Re: [PATCH v5 03/10] xfs: Refactor xfs_reflink_end_cow_extent()

Dave Chinner <david@xxxxxxxxxxxxx> · Thu, 13 Mar 2025 12:25:21 +1100

On Wed, Mar 12, 2025 at 08:46:36AM -0700, Darrick J. Wong wrote:
> On Wed, Mar 12, 2025 at 01:35:23AM -0700, Christoph Hellwig wrote:
> > On Wed, Mar 12, 2025 at 08:27:05AM +0000, John Garry wrote:
> > > On 12/03/2025 07:24, Christoph Hellwig wrote:
> > > > On Mon, Mar 10, 2025 at 06:39:39PM +0000, John Garry wrote:
> > > > > Refactor xfs_reflink_end_cow_extent() into separate parts which process
> > > > > the CoW range and commit the transaction.
> > > > > 
> > > > > This refactoring will be used in future for when it is required to commit
> > > > > a range of extents as a single transaction, similar to how it was done
> > > > > pre-commit d6f215f359637.
> > > > 
> > > > Darrick pointed out that if you do more than just a tiny number
> > > > of extents per transactions you run out of log reservations very
> > > > quickly here:
> > > > 
> > > > https://urldefense.com/v3/__https://lore.kernel.org/all/20240329162936.GI6390@frogsfrogsfrogs/__;!!ACWV5N9M2RV99hQ!PWLcBof1tKimKUObvCj4vOhljWjFmjtzVHLx9apcU5Rah1xZnmp_3PIq6eSwx6TdEXzMLYYyBfmZLgvj$
> > > > 
> > > > how does your scheme deal with that?
> > > > 
> > > The resblks calculation in xfs_reflink_end_atomic_cow() takes care of this,
> > > right? Or does the log reservation have a hard size limit, regardless of
> > > that calculation?
> > 
> > The resblks calculated there are the reserved disk blocks

Used for btree block allocations that might be needed during the
processing of the transaction.

> > and have
> > nothing to do with the log reservations, which comes from the
> > tr_write field passed in.  There is some kind of upper limited to it
> > obviously by the log size, although I'm not sure if we've formalized
> > that somewhere.  Dave might be the right person to ask about that.
> 
> The (very very rough) upper limit for how many intent items you can
> attach to a tr_write transaction is:
> 
> per_extent_cost = (cui_size + rui_size + bui_size + efi_size + ili_size)
> max_blocks = tr_write::tr_logres / per_extent_cost
> 
> (ili_size is the inode log item size)

That doesn't sound right. The number of intents we can log is not
dependent on the aggregated size of all intent types. We do not log
all those intent types in a single transaction, nor do we process
more than one type of intent in a given transaction. Also, we only
log the inode once per transaction, so that is not a per-extent
overhead.

Realistically, the tr_write transaction is goign to be at least a
100kB because it has to be big enough to log full splits of multiple
btrees (e.g. BMBT + both free space trees). Yeah, a small 4kB
filesystem spits out:

xfs_trans_resv_calc:  dev 7:0 type 0 logres 193528 logcount 5 flags 0x4

About 190kB.

However, intents are typically very small - around 32 bytes in size
plus another 12 bytes for the log region ophdr.

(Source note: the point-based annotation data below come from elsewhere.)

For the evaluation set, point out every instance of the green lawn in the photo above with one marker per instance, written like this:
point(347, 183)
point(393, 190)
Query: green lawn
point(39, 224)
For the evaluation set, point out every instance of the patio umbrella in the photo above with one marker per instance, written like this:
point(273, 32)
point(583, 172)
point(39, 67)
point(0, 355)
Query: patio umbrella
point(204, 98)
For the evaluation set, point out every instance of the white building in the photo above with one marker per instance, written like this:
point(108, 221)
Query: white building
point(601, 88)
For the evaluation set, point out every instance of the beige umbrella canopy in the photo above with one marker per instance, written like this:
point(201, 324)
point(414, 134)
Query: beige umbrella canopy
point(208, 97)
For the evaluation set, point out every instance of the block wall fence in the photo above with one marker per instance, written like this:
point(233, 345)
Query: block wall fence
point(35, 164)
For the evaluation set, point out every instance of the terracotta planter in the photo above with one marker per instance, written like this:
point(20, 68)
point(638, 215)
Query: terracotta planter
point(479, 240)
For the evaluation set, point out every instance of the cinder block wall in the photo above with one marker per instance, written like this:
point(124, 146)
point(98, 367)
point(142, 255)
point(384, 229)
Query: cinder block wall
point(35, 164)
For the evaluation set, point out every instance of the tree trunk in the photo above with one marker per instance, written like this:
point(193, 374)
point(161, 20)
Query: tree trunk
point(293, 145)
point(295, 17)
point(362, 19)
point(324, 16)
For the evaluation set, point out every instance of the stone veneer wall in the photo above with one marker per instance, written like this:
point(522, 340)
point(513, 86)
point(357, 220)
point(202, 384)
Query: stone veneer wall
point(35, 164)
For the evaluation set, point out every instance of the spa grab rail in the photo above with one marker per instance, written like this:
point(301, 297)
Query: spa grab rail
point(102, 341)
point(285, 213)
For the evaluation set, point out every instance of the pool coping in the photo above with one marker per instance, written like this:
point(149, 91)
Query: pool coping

This implies that we can fit thousands of individual intents in a
single tr_write log reservation on any given filesystem, and the
number of loop iterations in a transaction is therefore dependent
largely on how many intents are logged per iteration.

Hence if we are walking a range of extents in the BMBT to unmap
them, then we should only be generating 2 intents per loop - a BUI
for the BMBT removal and a CUI for the shared refcount decrease.
That means we should be able to run at least a thousand iterations
of that loop per transaction without getting anywhere near the
transaction reservation limits.

*However!*

We have to relog every intent we haven't processed in the deferred
batch every-so-often to prevent the outstanding intents from pinning
the tail of the log. Hence the larger the number of intents in the
initial batch, the more work we have to do later on (and the more
overall log space and bandwidth they will consume) to relog them
them over and over again until they pop to the head of the
processing queue.

Hence there is no real perforamce advantage to creating massive intent
batches because we end up doing more work later on to relog those
intents to prevent journal space deadlocks. It also doesn't speed up
processing, because we still process the intent chains one at a time
from start to completion before moving on to the next high level
intent chain that needs to be processed.

Further, after the first couple of intent chains have been
processed, the initial log space reservation will have run out, and
we are now asking for a new resrevation on every transaction roll we
do. i.e. we now are now doing a log space reservation on every
transaction roll in the processing chain instead of only doing it
once per high level intent chain.

Hence from a log space accounting perspective (the hottest code path
in the journal), it is far more efficient to perform a single high
level transaction per extent unmap operation than it is to batch
intents into a single high level transaction.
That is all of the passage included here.